A livello di cultura generale è ancora oggi molto diffusa l’idea secondo cui l’umanità avrebbe sperimentato una progressiva evoluzione da forme “semplici” e originariamente egalitarie di vita collettiva a società “complesse” inevitabilmente gerarchiche. La Rivoluzione Neolitica, ossia la nascita dei primi villaggi permanenti e delle prime economie agricole circa 10.000 anni fa, avrebbe rappresentato un punto di svolta decisivo, perché avrebbe instradato in modo irreversibile l’umanità su un percorso all’insegna della disuguaglianza e dello sfruttamento.
I dati raccolti dagli archeologi in più di un secolo di studi sul Neolitico del Vicino Oriente, tuttavia, mettono in discussione questa ricostruzione. Sembra, infatti, che i nostri antenati neolitici siano riusciti a prevenire con successo per diversi millenni lo sviluppo di società stratificate e di istituzioni politiche centralizzate e oppressive e questo nonostante le sfide generate dalla vita sedentaria e le allettanti opportunità offerte dalle nascenti economie di produzione. Ma dove risiede la chiave per risolvere questo (apparente) enigma?
Per tentare di comprendere l’organizzazione sociale preistorica, l’autore suggerisce che dobbiamo ripensare alla radice il modo in cui definiamo nozioni come quelle di “persona”, “società” e “potere”, concentrandoci in particolare sulla complicata relazione di reciproca dipendenza che ci lega alle cose e sul rapporto altrettanto complesso che intratteniamo con le forze e le entità che ascriviamo da sempre alla sfera della trascendenza.
La tesi centrale di questo saggio è che la peculiarità delle forme di organizzazione delle società neolitiche sia dipesa da un’originale sinergia tra tendenze dividualistiche e tendenze egalitarie che trovò espressione in un’ampia varietà di fenomeni culturali e sociali: una peculiare concezione del corpo, rivelata in particolare dalle pratiche funerarie, dai temi figurativi e dall’arte plastica. Un rapporto dinamico e spesso ambiguo con il nascente ambiente edificato e, più in generale, con la materialità (oggetti, elementi naturali, sostanze ecc.). Una visione cosmologica che, attraverso la mediazione del rito, ispirava formule di vita collettiva flessibili e acefale.

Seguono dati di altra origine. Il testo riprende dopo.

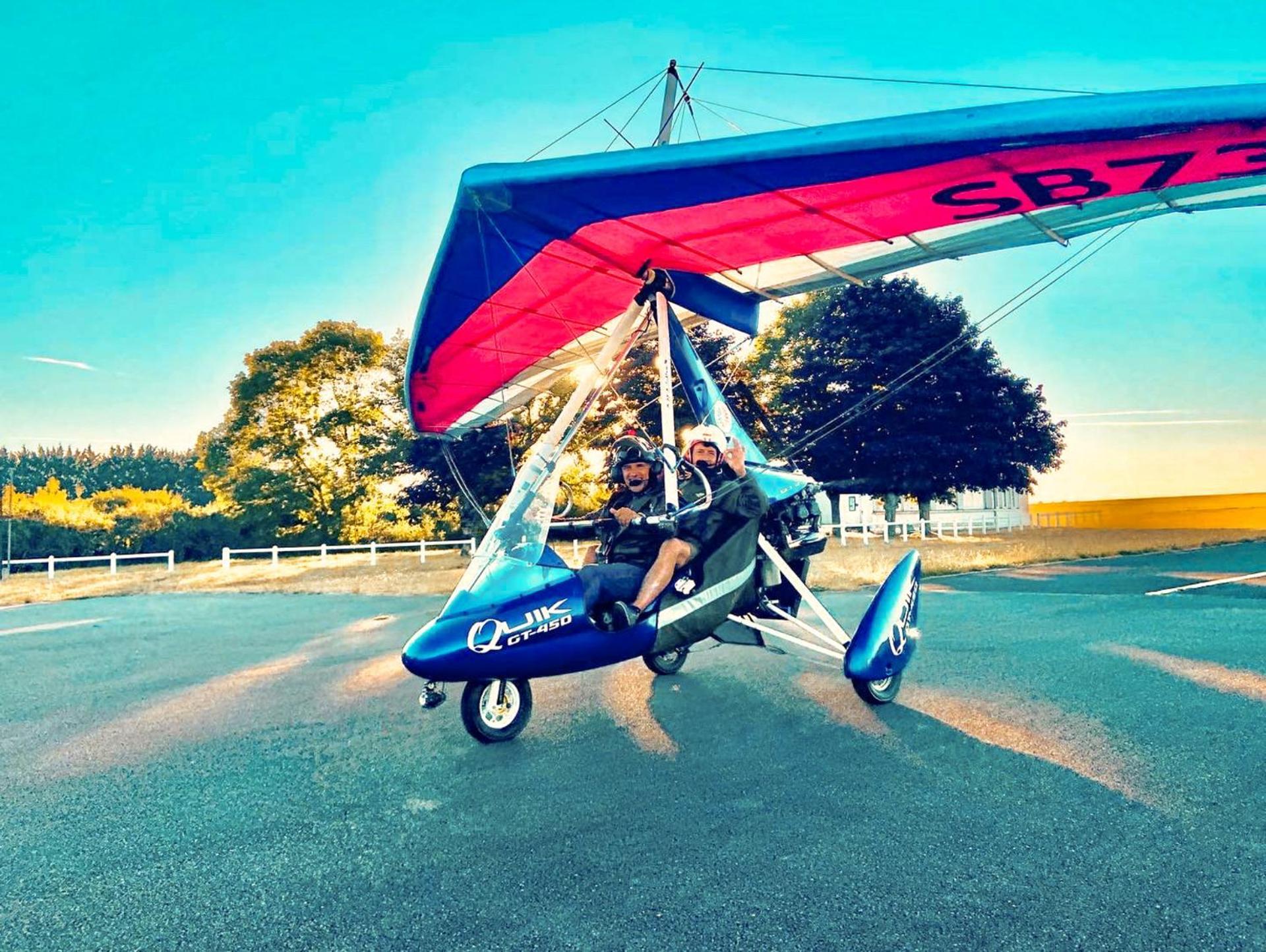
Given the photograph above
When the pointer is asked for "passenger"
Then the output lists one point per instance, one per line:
(737, 498)
(613, 572)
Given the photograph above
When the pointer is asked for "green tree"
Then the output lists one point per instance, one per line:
(967, 423)
(309, 431)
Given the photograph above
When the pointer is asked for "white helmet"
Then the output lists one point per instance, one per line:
(704, 433)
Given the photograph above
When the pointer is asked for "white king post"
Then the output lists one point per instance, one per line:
(664, 360)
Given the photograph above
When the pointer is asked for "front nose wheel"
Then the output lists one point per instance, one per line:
(879, 692)
(497, 711)
(666, 663)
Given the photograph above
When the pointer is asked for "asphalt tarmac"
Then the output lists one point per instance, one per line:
(1071, 765)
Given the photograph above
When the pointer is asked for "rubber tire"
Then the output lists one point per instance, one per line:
(474, 723)
(666, 663)
(871, 697)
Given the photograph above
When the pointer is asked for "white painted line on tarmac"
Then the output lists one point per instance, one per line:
(1205, 585)
(51, 626)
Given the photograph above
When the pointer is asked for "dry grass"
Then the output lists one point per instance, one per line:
(399, 572)
(396, 574)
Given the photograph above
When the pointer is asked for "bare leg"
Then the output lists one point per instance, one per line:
(674, 554)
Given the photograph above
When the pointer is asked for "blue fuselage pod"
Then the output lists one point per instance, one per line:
(520, 620)
(886, 634)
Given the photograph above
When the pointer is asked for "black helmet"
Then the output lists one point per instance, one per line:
(633, 450)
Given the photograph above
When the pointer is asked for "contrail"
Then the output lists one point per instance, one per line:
(76, 365)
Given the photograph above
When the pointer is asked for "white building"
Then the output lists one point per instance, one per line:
(990, 508)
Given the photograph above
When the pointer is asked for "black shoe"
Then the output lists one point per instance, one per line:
(624, 616)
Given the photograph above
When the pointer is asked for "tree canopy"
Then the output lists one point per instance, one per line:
(309, 427)
(967, 423)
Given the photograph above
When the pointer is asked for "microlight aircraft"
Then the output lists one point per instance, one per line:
(535, 279)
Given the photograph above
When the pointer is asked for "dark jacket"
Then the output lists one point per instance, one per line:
(727, 532)
(636, 545)
(736, 502)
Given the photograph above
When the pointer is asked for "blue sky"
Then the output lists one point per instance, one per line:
(187, 184)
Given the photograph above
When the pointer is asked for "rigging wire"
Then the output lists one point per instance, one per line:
(902, 81)
(619, 133)
(748, 111)
(699, 136)
(732, 126)
(685, 95)
(609, 105)
(461, 484)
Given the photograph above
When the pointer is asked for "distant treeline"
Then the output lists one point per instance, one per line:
(82, 473)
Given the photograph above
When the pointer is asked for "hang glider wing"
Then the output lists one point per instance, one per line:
(539, 257)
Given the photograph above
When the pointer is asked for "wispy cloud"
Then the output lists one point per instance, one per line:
(1159, 423)
(1124, 413)
(76, 365)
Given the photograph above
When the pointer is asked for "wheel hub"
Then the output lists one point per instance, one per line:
(495, 712)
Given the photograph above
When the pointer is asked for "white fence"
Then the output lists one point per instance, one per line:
(423, 546)
(113, 558)
(942, 527)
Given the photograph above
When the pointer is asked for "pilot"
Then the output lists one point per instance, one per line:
(737, 498)
(613, 572)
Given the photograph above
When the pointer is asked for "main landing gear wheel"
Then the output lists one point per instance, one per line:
(879, 692)
(497, 711)
(666, 663)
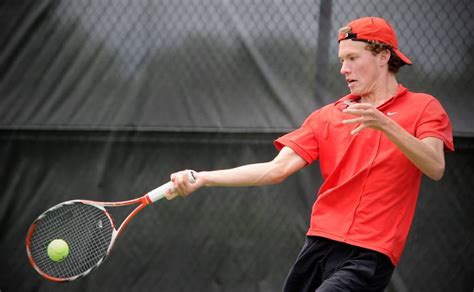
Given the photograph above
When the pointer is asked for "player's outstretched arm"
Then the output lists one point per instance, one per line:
(275, 171)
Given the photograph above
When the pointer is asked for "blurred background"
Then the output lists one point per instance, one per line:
(104, 99)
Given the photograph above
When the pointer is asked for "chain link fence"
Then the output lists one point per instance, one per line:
(225, 60)
(260, 66)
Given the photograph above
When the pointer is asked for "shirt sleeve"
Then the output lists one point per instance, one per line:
(303, 140)
(434, 122)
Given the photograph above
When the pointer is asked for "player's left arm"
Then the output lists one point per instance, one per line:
(427, 154)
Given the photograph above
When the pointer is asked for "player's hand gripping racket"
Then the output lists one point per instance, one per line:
(88, 231)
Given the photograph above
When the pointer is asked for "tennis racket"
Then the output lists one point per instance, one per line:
(88, 230)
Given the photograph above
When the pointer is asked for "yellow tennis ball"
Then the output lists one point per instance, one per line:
(58, 250)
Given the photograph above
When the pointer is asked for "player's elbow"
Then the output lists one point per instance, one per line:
(437, 173)
(280, 172)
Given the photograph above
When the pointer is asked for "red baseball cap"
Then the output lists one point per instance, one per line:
(374, 29)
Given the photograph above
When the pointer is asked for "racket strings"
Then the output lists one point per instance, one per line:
(86, 229)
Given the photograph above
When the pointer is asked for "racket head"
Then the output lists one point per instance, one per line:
(89, 231)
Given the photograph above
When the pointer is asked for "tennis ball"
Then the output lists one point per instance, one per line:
(58, 250)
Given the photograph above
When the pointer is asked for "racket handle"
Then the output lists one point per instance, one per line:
(160, 192)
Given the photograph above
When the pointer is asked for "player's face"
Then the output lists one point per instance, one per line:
(360, 67)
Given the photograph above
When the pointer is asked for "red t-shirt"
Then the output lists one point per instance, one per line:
(370, 187)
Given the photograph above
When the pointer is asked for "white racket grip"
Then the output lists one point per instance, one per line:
(160, 192)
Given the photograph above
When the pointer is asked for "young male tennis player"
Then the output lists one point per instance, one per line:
(372, 145)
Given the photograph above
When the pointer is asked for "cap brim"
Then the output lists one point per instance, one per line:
(402, 56)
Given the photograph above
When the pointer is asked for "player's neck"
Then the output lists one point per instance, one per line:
(383, 90)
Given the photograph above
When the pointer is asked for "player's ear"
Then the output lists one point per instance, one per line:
(384, 57)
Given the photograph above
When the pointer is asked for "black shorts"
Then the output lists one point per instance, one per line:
(327, 265)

A creare un contesto favorevole a un modello di questo tipo sarebbe stata una molteplicità di fattori sia esterni che interni (stagionalità, diversificazione delle strategie di sussistenza, tendenze demografiche ecc.), mentre a garantire la sua incredibile sopravvivenza nel tempo (si parla di diversi millenni) sarebbero state formule culturali e politiche delle quali non sappiamo nulla per certo, ma sulle quali è possibile avanzare delle congetture a partire dalle testimonianze archeologiche.
La risposta alla domanda su cosa abbia fatto sì che quelle società mantenessero un’organizzazione scarsamente stratificata nonostante le allettanti opportunità offerte dalla nascente economia agricola, insomma, è che i nostri antenati neolitici pensavano sé stessi in modo differente da come ci pensiamo noi oggi, tanto come persone quanto come collettività. Si tratta chiaramente di una tesi speculativa, non di un’ipotesi scientifica. Così come non è possibile provarla in modo conclusivo sarebbe anche difficile falsificarla. Penso tuttavia che le testimonianze archeologiche, per quanto frammentarie e spesso contraddittorie, nell’insieme la supportino in modo convincente.
Stefano Radaelli, nato in Veneto nel 1983, laureato in Filosofia e specializzato in Semiotica, ha operato per diversi anni nell’organizzazione di eventi musicali e lavora attualmente come collaboratore scolastico. “Identità preistoriche” è il frutto di tre anni di ricerca indipendente, condotta con l’obiettivo di rendere note a un pubblico più ampio alcune delle teorie più interessanti sviluppate negli ultimi decenni da antropologi e archeologi su temi come le origini della disuguaglianza e il rapporto tra rito, identità e organizzazione collettiva.